The Very Top of the U.S. Income Distribution
Mark Thoma is wishing he had already found time to read Piketty and Saez (2006), "The Evolution of Top Incomes: A Historical and International Perspective" (Cambridge: NBER WP 11955:
Abstract: This paper summarizes the main findings of the recent studies that have constructed top income and wealth shares series over the century for a number of countries using tax statistics. Most countries experience a dramatic drop in top income shares in the first part of the century due to a precipitous drop in large wealth holdings during the wars and depression shocks. Top income shares do not recover in the immediate post war decades. However, over the last 30 years, top income shares have increased substantially in English speaking countries but not at all in continental Europe countries or Japan. This increase is due to an unprecedented surge in top wage incomes starting in the 1970s and accelerating in the 1990s. As a result, top wage earners have replaced capital income earners at the top of the income distribution in English speaking countries. We discuss the proposed explanations and the main questions that remain open.

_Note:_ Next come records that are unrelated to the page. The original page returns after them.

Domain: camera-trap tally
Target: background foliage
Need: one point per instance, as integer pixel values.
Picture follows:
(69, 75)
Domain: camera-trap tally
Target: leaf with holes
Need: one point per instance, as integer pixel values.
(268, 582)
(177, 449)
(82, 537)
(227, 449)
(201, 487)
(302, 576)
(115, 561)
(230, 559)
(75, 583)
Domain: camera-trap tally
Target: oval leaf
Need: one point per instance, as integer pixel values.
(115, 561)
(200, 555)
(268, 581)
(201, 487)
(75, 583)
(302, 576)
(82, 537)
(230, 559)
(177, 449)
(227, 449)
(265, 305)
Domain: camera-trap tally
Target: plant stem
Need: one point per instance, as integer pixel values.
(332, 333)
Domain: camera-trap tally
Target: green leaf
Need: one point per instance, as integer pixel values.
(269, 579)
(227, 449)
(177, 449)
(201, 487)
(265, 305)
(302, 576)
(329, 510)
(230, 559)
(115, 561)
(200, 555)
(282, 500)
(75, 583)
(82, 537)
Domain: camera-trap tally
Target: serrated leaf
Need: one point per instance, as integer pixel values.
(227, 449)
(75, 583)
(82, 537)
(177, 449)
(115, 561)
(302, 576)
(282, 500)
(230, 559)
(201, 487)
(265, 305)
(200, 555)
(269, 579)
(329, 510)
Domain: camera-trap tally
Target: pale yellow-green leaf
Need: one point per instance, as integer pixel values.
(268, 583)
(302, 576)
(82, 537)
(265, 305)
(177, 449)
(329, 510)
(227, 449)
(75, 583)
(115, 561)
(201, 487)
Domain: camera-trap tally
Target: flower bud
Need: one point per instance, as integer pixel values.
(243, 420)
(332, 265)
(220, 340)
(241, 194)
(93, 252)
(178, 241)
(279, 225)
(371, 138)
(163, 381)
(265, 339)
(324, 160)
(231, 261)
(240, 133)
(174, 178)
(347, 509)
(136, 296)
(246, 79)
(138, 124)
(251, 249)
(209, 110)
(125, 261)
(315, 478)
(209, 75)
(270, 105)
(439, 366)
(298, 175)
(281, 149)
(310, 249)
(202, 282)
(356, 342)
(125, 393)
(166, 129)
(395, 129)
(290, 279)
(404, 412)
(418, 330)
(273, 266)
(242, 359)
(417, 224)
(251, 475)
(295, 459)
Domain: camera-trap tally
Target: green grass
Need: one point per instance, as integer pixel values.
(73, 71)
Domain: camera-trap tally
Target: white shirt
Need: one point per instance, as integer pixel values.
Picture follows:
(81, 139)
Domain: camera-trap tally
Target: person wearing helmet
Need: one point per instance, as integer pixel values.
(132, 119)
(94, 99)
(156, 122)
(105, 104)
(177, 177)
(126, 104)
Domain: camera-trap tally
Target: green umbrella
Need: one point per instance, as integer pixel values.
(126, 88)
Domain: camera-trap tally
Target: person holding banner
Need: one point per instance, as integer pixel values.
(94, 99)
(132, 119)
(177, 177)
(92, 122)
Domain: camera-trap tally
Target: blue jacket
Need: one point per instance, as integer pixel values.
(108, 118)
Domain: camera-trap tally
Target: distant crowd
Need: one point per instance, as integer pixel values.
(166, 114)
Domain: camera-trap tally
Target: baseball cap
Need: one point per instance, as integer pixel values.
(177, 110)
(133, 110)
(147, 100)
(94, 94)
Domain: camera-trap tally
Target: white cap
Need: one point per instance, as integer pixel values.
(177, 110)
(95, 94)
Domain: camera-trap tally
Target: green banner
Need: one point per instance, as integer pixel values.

Thoma reproduces what are by far the most interesting figures in Piketty and Saez, which show that the pretax income share of the top 1% of the American income distribution jumped from 8% in 1980 to 9% in 1985 to 13% in 1990 to 17% in 2000 to 14% today. Over the same period the income share of the next 4% has risen from 13% to 15%, and the income share of the still next 5% has stayed at 12%. The top tenth of the American income distribution increased its share from 33% in 1980 to 41% today--with three-quarters of that increase going to the top 1% and fully one-quarter of that increase going to the top 0.01%.
What skills and assets do the top 1% of America's pretax income distribution have today that lead the market to grant them 14% of total income, when their counterparts back in 1980 were granted only 8% of total income? What skills and assets do the top 0.01% of the American pretax income distribution--that's 12,000 tax units--that led the market to grant them 100 times average income in 1980, and 300 times average income today?